This is the most asked question in Iowa political circles these days. Tom Harkin's decision to bow out after five terms in the U.S. Senate caught the state by surprise. Prior to Saturday, Iowa Democrats were mostly caught up with finding a candidate to take on Republican Gov. Terry Branstad in 2014.

Most of that speculation had centered on Democratic Rep. Bruce Braley. Braley, in his fourth term in the U.S. House has captured the imagination of a number of Democratic leaders statewide. His progressive voting record had drawn comparisons to Harkin. Even Branstad himself seemed to be sizing up Braley in a recent TV appearance when he noted, "Well, you know, I'm a very competitive person and I've been in 12 contested elections and I have never lost."

Now, Braley says he's conferring with his family on what to do now that Harkin's seat is open.

That's just one family discussion about a Senate campaign. The other is likely happening over at the Vilsack household.

Former first lady Christie Vilsack did herself a lot of good in her 2012 campaign against Republican Rep. Steve King. Vilsack ultimately lost, but the campaign was a win-win for her anyway. Making King run a real race against a real opponent scored a lot of points among Iowa Democrats. It didn't hurt either that coverage of the race in-state helped remind people that Christie Vilsack was a campaign veteran even though it was the first time her name was on the ballot.

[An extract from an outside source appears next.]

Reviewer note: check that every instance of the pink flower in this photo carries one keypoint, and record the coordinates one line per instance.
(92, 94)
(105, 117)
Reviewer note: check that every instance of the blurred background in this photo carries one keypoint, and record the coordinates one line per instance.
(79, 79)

While her husband, then-Governor Tom Vilsack, stayed away from endorsing presidential candidates coming to Iowa to collect caucus votes, Mrs. Vilsack did endorse. Her selection of John Kerry in 2004 helped spur his late charge in Iowa.

And now, Mrs. Vilsack has something arguably no other recent Iowa Democratic candidate has -- name recognition in eastern and western Iowa. Vilsack was raised in Mount Pleasant in eastern Iowa. Her 2012 campaign was in the 4th Congressional District which is largely west of Des Moines.

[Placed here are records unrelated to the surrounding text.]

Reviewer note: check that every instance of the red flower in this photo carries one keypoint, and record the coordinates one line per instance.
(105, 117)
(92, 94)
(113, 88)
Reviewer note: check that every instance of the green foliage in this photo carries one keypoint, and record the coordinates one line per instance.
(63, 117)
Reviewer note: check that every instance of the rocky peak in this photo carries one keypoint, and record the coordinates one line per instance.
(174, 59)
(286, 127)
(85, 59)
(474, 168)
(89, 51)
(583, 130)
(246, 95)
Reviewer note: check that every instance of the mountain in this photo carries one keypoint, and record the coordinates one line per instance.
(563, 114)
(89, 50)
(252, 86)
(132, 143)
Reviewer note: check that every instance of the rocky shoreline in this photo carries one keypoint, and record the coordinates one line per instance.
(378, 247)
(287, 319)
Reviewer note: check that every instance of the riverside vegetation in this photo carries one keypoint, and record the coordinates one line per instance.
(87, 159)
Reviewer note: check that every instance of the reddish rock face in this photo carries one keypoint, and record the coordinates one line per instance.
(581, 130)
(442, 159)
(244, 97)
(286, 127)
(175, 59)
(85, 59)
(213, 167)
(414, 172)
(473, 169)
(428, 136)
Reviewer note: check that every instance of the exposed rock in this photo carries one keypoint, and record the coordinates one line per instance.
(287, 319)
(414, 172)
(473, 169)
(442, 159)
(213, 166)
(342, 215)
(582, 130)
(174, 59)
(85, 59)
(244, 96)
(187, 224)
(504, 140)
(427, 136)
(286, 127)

Don't forget Mr. Vilsack here. There were plenty of Iowa Democrats who were disappointed that the governor at the time did not run for a third term. He instead decided to mount a presidential campaign in 2007, but did not make it to the 2008 caucuses against a field which included future two-term President Barack Obama.

Any combination of Vilsack-Braley or Vilsack-Vilsack at the top of the Democratic ticket is likely to make the party faithful eagerly look forward to the gubernatorial and senatorial campaigns.

On the Republican side for Senate, there is potentially a long list of candidates. 

There is immediate belief that Rep. King will jump in. He may, however, be waiting on fellow-Republican Rep. Tom Latham to make up his mind. Latham defeated Democratic Rep. Leonard Boswell last year in a member-on-member race caused by redistricting. Latham is held in very high esteem in Republican circles. One longtime operative believes if Latham get in, many others will stay out.

Barring a Latham candidacy, other names getting tossed around include a trio of Iowa Republicans who've won statewide election: Lt. Gov. Kim Reynolds, Secretary of State Matt Schultz and Iowa Agriculture Secretary Bill Northey.

There's also Matt Whitaker, attorney and former Bush administration U.S. Attorney in Iowa. It doesn't hurt that Whitaker played tight-end for the Iowa Hawkeyes in the team's last Rose Bowl appearance ... in 1991.

Potential Republican candidates includes social conservative advocate Bob Vander Plaats, state Sen. Brad Zaun and a pair of state party officials -- Iowa GOP Chairman AJ Spiker and Co-Chairman David Fischer, both of whom were with Ron Paul's 2012 White House campaign.